Meriwest Credit Union
- Company type: Credit Union
- Industry: Financial services
- Founded: May 5, 1961; 65 years ago
- Headquarters: San Jose, California, United States
- Area served: Greater San Francisco Bay Area
- Key people: Lisa Pesta, President/CEO Brian Hennessey, CFO Chad Maze, COO Board of Directors Arthur Jue, Chairman Scott Timpe, Vice Chairman Harsha Vyas, Treasurer Rosario Monge, Secretary Udey Chaudhry, Director Edwin Mach, Director Steve Goveia, Director Stan Chapman, Director Jim Hicks, Director Supervisory Committee Phil Fluegemann, Chairman Taylor Lee, Secretary Jason Laker, Member
- Subsidiaries: Meriwest Mortgage, MW Wealth Advisors
- Website: www.meriwest.com

= Meriwest Credit Union =

Meriwest Credit Union is an American member owned, not-for-profit credit union located in San Jose, California.

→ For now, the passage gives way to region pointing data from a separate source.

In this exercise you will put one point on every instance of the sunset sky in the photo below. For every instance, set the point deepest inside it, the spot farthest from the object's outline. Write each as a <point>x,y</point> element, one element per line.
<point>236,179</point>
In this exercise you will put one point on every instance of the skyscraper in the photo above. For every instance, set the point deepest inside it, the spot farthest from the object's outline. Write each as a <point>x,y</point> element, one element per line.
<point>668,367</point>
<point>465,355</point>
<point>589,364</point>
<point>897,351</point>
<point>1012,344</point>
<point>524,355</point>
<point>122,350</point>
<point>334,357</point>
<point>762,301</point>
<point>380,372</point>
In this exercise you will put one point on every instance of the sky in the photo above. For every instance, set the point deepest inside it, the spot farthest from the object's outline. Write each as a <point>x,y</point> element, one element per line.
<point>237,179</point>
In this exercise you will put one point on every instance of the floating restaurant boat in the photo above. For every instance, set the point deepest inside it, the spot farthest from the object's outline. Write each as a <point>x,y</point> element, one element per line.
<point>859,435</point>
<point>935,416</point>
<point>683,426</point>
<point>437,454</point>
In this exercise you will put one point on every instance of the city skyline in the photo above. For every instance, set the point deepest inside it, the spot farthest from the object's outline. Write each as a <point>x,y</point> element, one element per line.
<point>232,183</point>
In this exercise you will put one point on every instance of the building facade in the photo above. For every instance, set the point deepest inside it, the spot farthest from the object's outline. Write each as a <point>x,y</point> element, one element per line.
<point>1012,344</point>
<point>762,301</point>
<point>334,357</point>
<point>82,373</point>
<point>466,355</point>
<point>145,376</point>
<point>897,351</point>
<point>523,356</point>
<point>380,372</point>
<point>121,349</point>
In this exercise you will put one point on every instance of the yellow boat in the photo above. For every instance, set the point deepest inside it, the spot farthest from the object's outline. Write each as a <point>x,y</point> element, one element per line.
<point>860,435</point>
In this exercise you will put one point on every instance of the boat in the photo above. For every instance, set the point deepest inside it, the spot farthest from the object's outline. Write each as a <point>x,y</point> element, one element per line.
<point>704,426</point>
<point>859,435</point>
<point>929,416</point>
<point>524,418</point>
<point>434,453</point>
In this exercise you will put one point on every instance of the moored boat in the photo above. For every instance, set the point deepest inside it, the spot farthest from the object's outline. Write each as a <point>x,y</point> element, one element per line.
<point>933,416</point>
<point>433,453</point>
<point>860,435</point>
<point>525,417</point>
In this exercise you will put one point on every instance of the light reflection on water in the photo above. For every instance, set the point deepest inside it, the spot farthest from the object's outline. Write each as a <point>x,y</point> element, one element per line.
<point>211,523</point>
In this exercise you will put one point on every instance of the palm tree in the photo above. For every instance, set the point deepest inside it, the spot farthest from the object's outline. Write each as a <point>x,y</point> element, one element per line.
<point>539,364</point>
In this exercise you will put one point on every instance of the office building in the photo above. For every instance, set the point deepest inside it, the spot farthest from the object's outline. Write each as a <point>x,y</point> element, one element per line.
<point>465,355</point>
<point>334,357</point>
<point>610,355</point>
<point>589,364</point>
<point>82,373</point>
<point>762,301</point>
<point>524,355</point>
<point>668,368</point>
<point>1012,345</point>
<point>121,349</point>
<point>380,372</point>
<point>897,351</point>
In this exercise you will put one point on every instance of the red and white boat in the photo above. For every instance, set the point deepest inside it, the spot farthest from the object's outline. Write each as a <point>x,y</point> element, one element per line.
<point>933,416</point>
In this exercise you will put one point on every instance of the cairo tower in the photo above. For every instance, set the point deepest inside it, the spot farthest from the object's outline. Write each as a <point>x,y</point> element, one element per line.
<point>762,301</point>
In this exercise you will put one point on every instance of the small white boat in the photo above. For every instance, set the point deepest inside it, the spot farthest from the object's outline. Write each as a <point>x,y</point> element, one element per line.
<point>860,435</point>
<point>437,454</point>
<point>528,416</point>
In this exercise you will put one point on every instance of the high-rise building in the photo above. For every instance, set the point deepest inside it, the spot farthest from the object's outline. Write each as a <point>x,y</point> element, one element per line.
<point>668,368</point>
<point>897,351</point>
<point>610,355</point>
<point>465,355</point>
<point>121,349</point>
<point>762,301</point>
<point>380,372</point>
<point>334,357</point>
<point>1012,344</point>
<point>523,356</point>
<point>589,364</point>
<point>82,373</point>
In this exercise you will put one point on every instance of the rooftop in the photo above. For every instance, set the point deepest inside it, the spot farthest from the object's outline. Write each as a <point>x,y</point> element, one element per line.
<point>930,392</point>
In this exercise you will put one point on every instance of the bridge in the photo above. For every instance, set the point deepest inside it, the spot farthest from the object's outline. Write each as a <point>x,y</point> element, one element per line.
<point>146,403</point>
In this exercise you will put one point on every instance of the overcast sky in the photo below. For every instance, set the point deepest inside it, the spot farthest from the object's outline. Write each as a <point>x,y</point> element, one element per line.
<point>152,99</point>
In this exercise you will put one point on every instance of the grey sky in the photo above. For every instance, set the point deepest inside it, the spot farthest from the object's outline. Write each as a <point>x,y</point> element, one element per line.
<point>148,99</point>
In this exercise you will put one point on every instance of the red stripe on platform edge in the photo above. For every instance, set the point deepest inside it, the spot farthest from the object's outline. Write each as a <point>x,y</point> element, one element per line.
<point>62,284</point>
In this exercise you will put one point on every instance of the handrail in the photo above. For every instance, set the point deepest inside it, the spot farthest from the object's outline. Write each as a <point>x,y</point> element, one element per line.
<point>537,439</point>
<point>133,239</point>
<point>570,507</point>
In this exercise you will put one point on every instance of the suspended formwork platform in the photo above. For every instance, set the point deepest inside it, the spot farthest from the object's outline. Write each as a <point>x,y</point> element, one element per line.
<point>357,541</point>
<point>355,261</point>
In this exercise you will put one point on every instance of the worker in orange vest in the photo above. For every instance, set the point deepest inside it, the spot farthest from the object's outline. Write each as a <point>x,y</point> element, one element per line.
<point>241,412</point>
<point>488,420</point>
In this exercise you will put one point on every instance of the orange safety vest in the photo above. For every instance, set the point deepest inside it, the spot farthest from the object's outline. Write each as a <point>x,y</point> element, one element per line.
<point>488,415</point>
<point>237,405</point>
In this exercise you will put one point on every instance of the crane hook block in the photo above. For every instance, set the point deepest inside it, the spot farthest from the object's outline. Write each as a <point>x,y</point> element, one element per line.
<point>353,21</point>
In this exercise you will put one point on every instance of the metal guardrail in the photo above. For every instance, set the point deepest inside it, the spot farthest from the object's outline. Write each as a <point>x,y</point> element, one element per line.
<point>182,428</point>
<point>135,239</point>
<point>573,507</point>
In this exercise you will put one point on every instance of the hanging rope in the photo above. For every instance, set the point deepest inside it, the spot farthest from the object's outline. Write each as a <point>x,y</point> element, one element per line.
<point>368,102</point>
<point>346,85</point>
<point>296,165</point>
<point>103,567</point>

The credit union offers financial services to communities in the Greater San Francisco Bay Area.

As of 2023, Meriwest Credit Union had over 80,000 members and $2.2 billion in total assets.

== History ==
The credit union began on May 5, 1961, when a group of IBM employees organized the IBM San Jose Employees Federal Credit Union. In 1975 the official name changed to Pacific IBM Employees Federal Credit Union. In 1999, the Credit Union converted to state charter and changed its name to Meriwest Credit Union. In 2007, Meriwest merged with Golden Bay Federal Credit Union.

==Community relationship==
Meriwest Credit Union has a long history of providing support to its local communities by partnering with local charities and non-profit organizations, as well as providing free educational resources.

In 2022, the Credit Union National Association (CUNA) awarded Meriwest the 2022 National Desjardins Adult Financial Education Award for its workshops & programs to promote financial literacy.

==Membership requirements==
At least one of these options listed below will apply:
- Live, work, or attend school in select counties within the Greater San Francisco Bay Area of Northern California, or Tucson, Arizona.
- Employee of a participating Meriwest Credit Union member company.
- Relative of or reside with a current member of Meriwest Credit Union.

==Regulation==
Meriwest Credit Union is chartered under the authority of the California Department of Financial Protection and Innovation (DFPI). Members' deposits are federally insured up to $250,000 by the National Credit Union Administration (NCUA), an agency of the U.S. federal government.